By combining various analytical methods, available data on Alzheimer’s disease (AD) can be used to identify determinants of health disparities in AD and their impact at the individual, community, and societal levels (Akushevich et al., Reference Akushevich, Kravchenko, Yashkin, Doraiswamy and Hill2023). The determinants may include ethnic, gender, and geographic factors.
Alzheimer’s disease and Volga Germans
AD can be either familial or sporadic. The familial form is autosomal dominant and has an early onset, occurring in individuals under 65 years of age. It accounts for only 1–5% of cases and is caused by mutations in the genes PSEN1 (presenilin 1) (MIM *104311) and PSEN2 (presenilin 2) (MIM *600759). PSEN1 is associated with Alzheimer’s disease type 3 (MIM 607822) and PSEN2 with AD type 4 (MIM 606889).

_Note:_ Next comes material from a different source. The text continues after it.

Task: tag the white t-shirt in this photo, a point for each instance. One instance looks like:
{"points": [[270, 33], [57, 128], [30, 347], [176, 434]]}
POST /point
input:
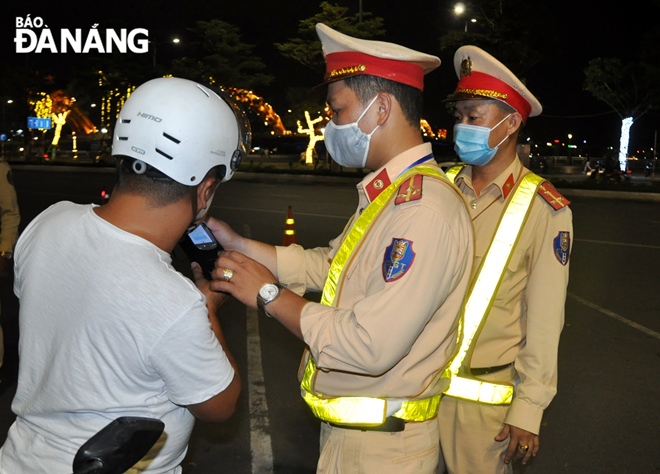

Late-onset AD is classified as occurring in patients over the age of 65. The sporadic form, which accounts for 95% of cases, has no known genetic cause (Andrade-Guerrero et al., Reference Andrade-Guerrero, Santiago-Balmaseda, Jeronimo-Aguilar, Vargas-Rodríguez, Cadena-Suárez, Sánchez-Garibay, Pozo-Molina, Méndez-Catalá, Cardenas-Aguayo, Diaz-Cintra, Pacheco-Herrero, Luna-Muñoz and Soto-Rojas2023).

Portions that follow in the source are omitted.